I was just answering some questions on the VMTN forum when someone asked the following question:
Should I upgrade our VMFS luns from 3.21 (some in 3.31) to 3.46 ? What benefits will we get?
This person was referred to an article by Frank Brix Pedersen who states the following:
Ever since ESX3.0 we have used the VMFS3 filesystem and we are still using it on vSphere. What most people don’t know is that there actually is sub versions of the VMFS.
- ESX 3.0 VMFS 3.21
- ESX 3.5 VMFS 3.31 key new feature: optimistic locking
- ESX 4.0 VMFS 3.33 key new feature: optimistic IO
The good thing about it is that you can use all features on all versions. In ESX4 thin provisioning was introduced but it does need the VMFS to be 3.33. It will still work on 3.21. The changes in the VMFS is primarily regarding the handling of SCSI reservations. SCSI reservations happens a lot of times. Creation of new vm, growing a snapshot delta file or growing thin provisioned disk etc.

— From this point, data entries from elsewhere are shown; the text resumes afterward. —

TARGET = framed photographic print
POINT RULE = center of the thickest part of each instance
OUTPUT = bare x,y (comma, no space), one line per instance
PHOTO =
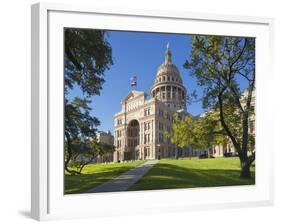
146,108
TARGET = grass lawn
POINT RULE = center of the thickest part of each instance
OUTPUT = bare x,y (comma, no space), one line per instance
95,174
185,173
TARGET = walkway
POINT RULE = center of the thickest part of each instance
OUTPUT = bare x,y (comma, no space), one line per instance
125,180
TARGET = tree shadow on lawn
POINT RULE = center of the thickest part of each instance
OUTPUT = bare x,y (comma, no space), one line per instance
168,176
84,182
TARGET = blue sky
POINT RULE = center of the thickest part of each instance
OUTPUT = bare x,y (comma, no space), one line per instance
139,54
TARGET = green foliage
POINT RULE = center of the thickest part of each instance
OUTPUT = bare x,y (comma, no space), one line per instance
220,64
87,54
198,132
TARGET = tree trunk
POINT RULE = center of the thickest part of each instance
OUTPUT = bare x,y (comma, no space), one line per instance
245,170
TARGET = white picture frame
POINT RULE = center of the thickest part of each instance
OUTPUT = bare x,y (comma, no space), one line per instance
48,201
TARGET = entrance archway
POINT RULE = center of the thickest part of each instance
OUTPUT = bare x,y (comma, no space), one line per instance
133,140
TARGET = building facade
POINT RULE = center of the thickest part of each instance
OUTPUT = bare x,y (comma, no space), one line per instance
140,126
106,138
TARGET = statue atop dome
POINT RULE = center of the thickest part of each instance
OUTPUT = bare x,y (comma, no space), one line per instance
168,55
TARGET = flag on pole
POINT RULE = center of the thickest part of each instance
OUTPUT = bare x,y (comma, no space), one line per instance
133,81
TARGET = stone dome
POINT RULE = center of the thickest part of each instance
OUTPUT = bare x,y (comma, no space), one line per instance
168,86
168,72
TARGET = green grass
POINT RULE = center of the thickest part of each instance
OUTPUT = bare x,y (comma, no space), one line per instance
185,173
95,174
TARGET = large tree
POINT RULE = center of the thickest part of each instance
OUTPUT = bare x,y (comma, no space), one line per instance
225,68
87,54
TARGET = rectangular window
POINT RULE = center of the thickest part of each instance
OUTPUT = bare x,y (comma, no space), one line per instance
147,112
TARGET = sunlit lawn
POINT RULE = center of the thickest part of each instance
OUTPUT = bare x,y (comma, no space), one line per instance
95,174
185,173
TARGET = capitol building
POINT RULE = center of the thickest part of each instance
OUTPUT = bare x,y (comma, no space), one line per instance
140,126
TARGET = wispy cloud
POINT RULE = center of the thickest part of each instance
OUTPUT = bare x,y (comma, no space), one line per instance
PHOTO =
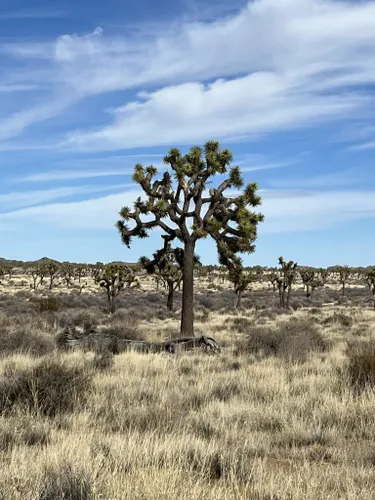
14,200
365,146
66,175
285,211
328,181
280,88
33,13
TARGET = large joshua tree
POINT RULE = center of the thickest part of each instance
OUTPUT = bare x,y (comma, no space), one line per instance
167,264
184,210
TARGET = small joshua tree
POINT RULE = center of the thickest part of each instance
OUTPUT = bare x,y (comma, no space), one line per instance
344,275
308,277
7,269
287,277
52,268
323,275
237,274
113,278
80,271
175,203
370,278
167,265
273,278
67,271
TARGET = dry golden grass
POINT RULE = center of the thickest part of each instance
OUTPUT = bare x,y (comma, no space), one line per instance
233,426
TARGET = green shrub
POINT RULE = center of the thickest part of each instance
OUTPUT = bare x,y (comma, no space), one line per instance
292,340
361,364
50,387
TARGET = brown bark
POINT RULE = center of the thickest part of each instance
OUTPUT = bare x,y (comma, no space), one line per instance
170,296
187,313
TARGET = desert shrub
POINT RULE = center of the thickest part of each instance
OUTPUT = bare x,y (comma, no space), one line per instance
240,324
48,304
87,318
202,315
65,482
13,341
126,328
339,318
22,431
49,387
205,301
103,360
292,340
360,368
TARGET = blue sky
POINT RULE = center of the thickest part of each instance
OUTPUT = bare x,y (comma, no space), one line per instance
89,88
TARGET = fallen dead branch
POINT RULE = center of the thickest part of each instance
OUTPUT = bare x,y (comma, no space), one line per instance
99,342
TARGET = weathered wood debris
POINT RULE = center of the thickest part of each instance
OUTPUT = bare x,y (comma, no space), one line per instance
99,342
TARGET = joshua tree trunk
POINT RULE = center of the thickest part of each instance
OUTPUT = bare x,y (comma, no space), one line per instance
239,298
111,301
288,296
170,296
187,313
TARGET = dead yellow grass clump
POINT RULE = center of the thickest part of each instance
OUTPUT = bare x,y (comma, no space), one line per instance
285,412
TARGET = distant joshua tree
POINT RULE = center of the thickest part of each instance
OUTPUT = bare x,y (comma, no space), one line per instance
309,279
287,277
344,275
182,208
114,278
167,265
237,274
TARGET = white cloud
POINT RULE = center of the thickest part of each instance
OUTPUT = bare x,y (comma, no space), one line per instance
34,13
285,211
296,59
363,147
13,200
191,112
65,175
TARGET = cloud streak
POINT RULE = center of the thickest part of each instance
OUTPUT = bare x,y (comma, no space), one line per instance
15,200
285,211
237,76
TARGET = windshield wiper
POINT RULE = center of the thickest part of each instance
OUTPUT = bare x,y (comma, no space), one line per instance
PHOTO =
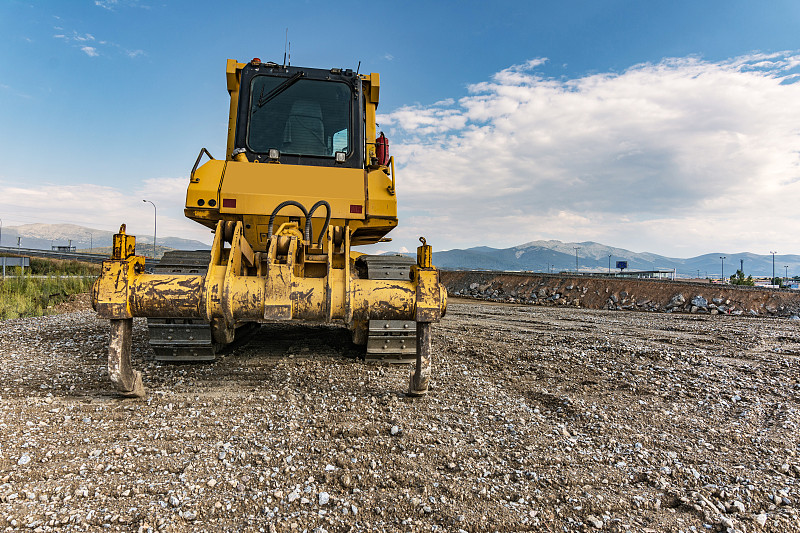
265,98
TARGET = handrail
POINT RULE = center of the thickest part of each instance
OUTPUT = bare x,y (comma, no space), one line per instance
197,162
390,188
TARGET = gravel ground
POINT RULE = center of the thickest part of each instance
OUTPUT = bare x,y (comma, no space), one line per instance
540,419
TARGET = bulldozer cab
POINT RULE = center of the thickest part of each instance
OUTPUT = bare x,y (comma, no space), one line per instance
303,136
300,116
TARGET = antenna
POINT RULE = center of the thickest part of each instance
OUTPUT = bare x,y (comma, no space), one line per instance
285,45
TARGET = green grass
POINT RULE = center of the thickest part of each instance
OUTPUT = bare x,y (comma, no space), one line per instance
29,294
26,296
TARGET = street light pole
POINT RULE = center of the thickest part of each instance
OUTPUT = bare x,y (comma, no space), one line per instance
772,282
155,219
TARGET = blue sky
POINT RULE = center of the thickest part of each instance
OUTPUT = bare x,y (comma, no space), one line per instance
670,127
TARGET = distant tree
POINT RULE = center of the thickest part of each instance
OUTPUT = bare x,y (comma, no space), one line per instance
739,279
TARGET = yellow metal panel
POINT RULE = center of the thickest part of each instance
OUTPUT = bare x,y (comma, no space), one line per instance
205,184
260,187
381,202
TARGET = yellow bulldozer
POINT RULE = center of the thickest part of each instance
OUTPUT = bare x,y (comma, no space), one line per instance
306,177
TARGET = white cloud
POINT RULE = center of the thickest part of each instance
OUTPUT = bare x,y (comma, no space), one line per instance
104,207
93,47
683,156
106,4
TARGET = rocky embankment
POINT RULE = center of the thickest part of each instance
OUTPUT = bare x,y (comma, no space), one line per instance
621,293
538,419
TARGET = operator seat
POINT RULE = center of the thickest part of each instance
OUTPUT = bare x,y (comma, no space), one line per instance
304,132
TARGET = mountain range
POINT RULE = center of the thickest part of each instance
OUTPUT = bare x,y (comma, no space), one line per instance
557,256
44,236
537,256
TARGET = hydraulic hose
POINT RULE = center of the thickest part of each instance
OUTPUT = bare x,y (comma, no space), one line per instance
327,220
306,233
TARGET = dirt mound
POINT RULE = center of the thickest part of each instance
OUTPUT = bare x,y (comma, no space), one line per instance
621,293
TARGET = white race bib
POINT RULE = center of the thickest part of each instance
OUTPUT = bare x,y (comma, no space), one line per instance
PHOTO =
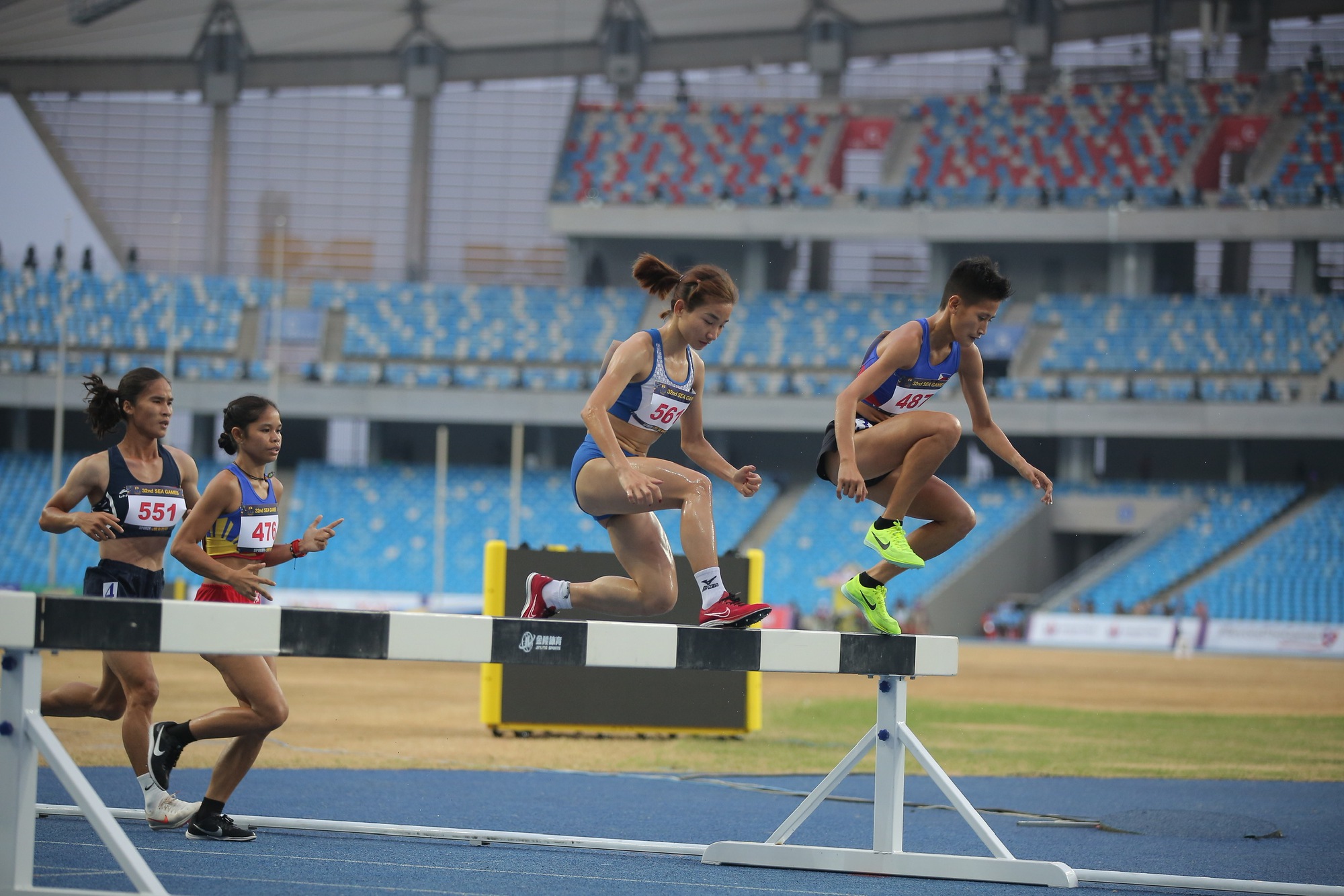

I want to make sure everyone realizes that this is actually not true. All the enhancements made in 3.5, 4.0 and even 4.1 are not implemented on a filesystem level but rather on a VMFS Driver level or through the addition of specific filters or even a new datamover.
Just to give an extreme example: You can leverage VAAI capabilities on a VMFS volume with VMFS filesystem version 3.21, however in order to invoke VAAI you will need the VMFS 3.46 driver. In other words, a migration to a new datastore is not required to leverage new features!